FMCGs account for more than half of all consumer spending, but they tend to be low-involvement purchases. Consumers are more likely to show off a durable good such as a new car or beautifully designed smartphone than a new energy drink they picked up for $2.50 at the convenience store.
As mentioned above, fast-moving consumer goods are nondurable goods, or goods that have a short lifespan, and are consumed at a fast pace.
FMCGs can be divided into several different categories, including:
Because fast-moving consumer goods have such a high turnover rate, the market is not only very large, it is also very competitive. Some of the world's largest companies compete for market share in this industry including Tyson Foods, Coca-Cola, Unilever, Procter & Gamble, Nestlé, PepsiCo, and Danone. Companies like these need to focus their efforts on marketing fast-moving consumer goods to entice and attract consumers to buy their products.
That's why packaging is a very important factor in the production process. The logistics and distribution systems often require secondary and tertiary packaging to maximize efficiency. The unit pack or primary package is critical for product protection and shelf life, and also provides information and sales incentives to consumers.
FMCGs are sold in large quantities, so they are considered a reliable source of revenue. This high volume of sales also offsets the low profit margins on individual sales as well.
As investments, FMCG stocks generally promise low growth but are safe bets with predictable margins, stable returns, and regular dividends.
Shoppers across the globe increasingly purchase things they need online because it offers certain conveniences—from delivering orders right to the door to broad selection and low prices—that brick-and-mortar stores can't.
According to a 2018 report by Nielsen, the most popular goods for online purchase are related to travel, entertainment, or durable goods, such as fashion and electronics.
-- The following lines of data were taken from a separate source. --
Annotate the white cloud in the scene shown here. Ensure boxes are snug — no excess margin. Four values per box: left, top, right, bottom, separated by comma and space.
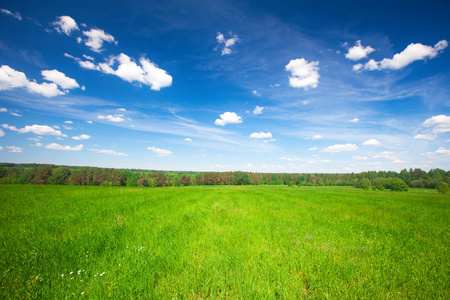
1, 9, 21, 20
117, 108, 126, 112
279, 157, 302, 162
0, 65, 78, 97
64, 120, 73, 124
0, 146, 2, 150
72, 134, 90, 140
285, 58, 320, 90
185, 138, 192, 142
352, 63, 364, 72
435, 147, 450, 156
252, 90, 261, 96
6, 146, 23, 152
323, 143, 358, 152
86, 120, 93, 124
83, 54, 94, 61
312, 134, 322, 140
357, 40, 448, 71
309, 147, 317, 151
253, 106, 264, 115
2, 123, 67, 137
97, 114, 125, 122
263, 139, 276, 143
9, 112, 21, 117
249, 131, 272, 139
41, 70, 79, 89
216, 32, 239, 55
215, 112, 243, 126
45, 143, 83, 151
139, 56, 173, 91
68, 53, 172, 91
414, 133, 437, 140
422, 114, 450, 133
89, 149, 128, 156
0, 108, 6, 112
353, 156, 369, 160
349, 118, 360, 123
345, 40, 375, 60
147, 146, 173, 156
52, 16, 79, 35
0, 65, 30, 90
373, 151, 396, 159
27, 81, 65, 97
82, 29, 116, 52
362, 139, 381, 146
0, 128, 4, 137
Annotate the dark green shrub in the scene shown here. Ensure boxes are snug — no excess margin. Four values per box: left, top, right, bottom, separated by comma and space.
436, 182, 449, 194
390, 179, 408, 192
361, 183, 369, 190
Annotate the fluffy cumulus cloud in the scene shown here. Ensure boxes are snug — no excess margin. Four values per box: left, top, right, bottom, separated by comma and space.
323, 143, 358, 153
356, 40, 448, 71
249, 131, 272, 139
0, 65, 79, 97
52, 16, 79, 35
89, 149, 128, 156
435, 147, 450, 156
6, 146, 23, 152
372, 151, 404, 163
81, 29, 116, 52
215, 112, 243, 126
45, 143, 83, 151
97, 114, 125, 122
422, 114, 450, 133
349, 118, 360, 123
285, 58, 320, 90
72, 134, 90, 140
216, 32, 239, 55
147, 147, 173, 156
345, 40, 375, 60
1, 9, 21, 20
41, 70, 79, 89
2, 123, 67, 137
67, 53, 172, 91
253, 106, 264, 115
0, 128, 4, 137
362, 139, 381, 146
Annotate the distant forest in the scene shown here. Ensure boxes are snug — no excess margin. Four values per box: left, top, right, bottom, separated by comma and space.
0, 163, 449, 190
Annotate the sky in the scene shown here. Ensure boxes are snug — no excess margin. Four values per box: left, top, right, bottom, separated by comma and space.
0, 0, 449, 173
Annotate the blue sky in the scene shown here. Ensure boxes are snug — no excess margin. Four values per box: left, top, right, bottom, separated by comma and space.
0, 0, 449, 172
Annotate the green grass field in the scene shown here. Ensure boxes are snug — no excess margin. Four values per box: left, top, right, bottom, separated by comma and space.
0, 185, 449, 299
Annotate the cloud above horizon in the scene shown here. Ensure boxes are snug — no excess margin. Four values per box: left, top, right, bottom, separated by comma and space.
345, 40, 375, 60
354, 40, 448, 71
0, 65, 79, 97
215, 112, 243, 126
52, 16, 79, 36
285, 58, 319, 90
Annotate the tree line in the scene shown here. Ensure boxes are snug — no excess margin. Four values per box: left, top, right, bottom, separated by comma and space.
0, 163, 449, 190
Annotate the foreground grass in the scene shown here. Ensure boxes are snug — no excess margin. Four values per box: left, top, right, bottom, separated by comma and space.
0, 185, 448, 299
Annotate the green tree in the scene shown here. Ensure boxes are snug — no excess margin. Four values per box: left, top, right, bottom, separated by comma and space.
390, 179, 409, 192
49, 167, 71, 185
436, 182, 449, 194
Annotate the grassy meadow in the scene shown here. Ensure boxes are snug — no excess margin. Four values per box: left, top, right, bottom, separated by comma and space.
0, 185, 449, 299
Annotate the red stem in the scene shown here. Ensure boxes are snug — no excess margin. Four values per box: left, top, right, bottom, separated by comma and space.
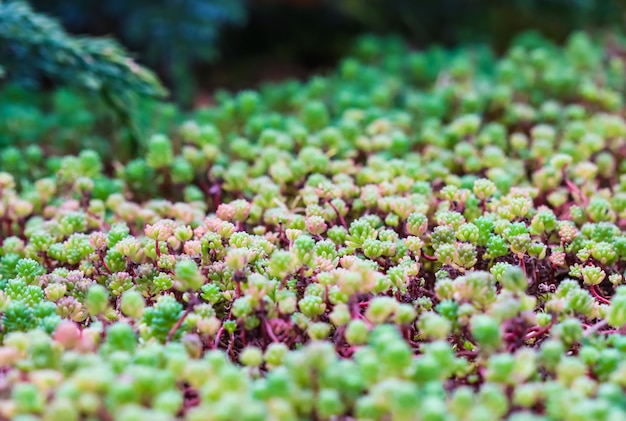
264, 319, 280, 343
214, 326, 224, 349
100, 254, 112, 274
227, 332, 235, 359
155, 239, 161, 259
524, 320, 554, 341
562, 165, 589, 207
584, 320, 609, 336
590, 284, 611, 305
167, 307, 192, 342
327, 200, 347, 229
However, the online market for groceries and other consumable products is growing, as companies redefine the efficiency of delivery logistics and shorten their delivery times. While non-consumable categories may continue to lead consumable products in sheer volume, gains in logistics efficiency have increased the use of ecommerce channels for acquiring FMCGs.1
Consumer packaged goods are the same as fast-moving consumer goods. They are items with high turnover rates, low prices, or short shelf lives. Fast-moving consumer goods are characterized by low profit margins and large sales quantities. Products that fall within this group include soft drinks, toilet paper, or dairy products, for example.
The three main categories of consumer goods include durable goods, nondurable goods, and services. Durable goods, such as furniture or cars, last at least three years. Often, economists will watch durable goods spending to track the health of the economy. Nondurable goods are items with a shelf life of under one year, and are consumed rapidly. Fast-moving consumer goods fall within this category. Finally, services include intangible services or products, such as haircuts or car washes.